We now find ourselves in a time of the US stock markets reaching new highs, some lending activity returning, possible capital spending by large businesses, and a continuing recovery in housing markets, all pushing the US economy towards a path of recovery. Problems and headwinds remain, with unemployment still high, average income levels declining, and many parts of the world remaining with struggling economies. A new leadership in China may address the growing economic bubble, though wrong moves could easily ripple around the globe and cause many problems in developed economies.

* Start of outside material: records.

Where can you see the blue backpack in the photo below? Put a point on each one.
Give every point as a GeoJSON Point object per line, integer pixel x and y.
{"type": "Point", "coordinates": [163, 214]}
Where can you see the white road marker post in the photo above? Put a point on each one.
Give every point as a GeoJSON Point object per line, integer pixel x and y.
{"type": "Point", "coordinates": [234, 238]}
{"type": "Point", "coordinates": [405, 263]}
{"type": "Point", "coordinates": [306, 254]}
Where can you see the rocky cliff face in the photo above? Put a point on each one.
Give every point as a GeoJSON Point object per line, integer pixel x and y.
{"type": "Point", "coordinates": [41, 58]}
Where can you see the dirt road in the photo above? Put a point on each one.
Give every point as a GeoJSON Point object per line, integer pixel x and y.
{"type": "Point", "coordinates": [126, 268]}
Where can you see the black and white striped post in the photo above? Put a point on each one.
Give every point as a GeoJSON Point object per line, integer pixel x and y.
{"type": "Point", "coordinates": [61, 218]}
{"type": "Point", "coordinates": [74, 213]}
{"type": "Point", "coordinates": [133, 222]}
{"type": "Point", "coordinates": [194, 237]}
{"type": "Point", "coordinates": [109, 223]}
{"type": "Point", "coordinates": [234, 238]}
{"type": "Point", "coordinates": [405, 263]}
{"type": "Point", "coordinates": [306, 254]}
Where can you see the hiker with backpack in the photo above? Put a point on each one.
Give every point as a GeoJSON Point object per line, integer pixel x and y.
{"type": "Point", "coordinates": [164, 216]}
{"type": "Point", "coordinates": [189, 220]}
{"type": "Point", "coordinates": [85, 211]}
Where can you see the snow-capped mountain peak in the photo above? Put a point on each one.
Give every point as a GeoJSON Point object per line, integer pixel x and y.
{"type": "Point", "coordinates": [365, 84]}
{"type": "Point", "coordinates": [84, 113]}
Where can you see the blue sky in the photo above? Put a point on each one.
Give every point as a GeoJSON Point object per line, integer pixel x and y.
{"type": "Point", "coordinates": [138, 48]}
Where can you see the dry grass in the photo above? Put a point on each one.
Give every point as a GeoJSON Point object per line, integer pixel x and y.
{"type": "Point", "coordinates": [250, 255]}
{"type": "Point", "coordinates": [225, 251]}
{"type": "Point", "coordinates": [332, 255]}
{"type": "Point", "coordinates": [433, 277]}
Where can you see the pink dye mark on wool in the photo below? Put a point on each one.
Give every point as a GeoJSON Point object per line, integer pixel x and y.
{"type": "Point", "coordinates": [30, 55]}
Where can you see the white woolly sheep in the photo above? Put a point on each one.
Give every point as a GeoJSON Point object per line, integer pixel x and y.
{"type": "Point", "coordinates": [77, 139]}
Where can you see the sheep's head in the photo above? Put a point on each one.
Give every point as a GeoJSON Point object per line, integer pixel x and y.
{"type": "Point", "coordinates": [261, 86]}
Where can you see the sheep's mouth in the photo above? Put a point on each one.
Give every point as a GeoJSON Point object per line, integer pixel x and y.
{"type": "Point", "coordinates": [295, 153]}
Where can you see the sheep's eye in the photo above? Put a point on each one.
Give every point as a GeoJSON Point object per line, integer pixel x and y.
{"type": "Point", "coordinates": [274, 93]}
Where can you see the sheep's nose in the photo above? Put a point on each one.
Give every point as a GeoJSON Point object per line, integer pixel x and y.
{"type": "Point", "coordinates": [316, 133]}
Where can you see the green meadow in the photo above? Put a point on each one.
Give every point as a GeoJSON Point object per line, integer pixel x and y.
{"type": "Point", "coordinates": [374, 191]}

The US Government has barely been able to accomplish anything of importance, yet the potential remains to stir the pot, or kick more cans down the road. Eventually looming problems will need to be dealt with, though for the moment we can find many opportunities as investors. Housing may avoid the bubbles of the past in the US, though that makes our investments in that direction lower risk. Move carefully, plan for the long term, and stay informed.
G. Moat
Disclosure: I hold a long positions in Alcoa (AA). This article is not a recommendation for investors to either buy, nor to sell, shares in Alcoa. Investors are advised to perform their own research prior to making investment decisions.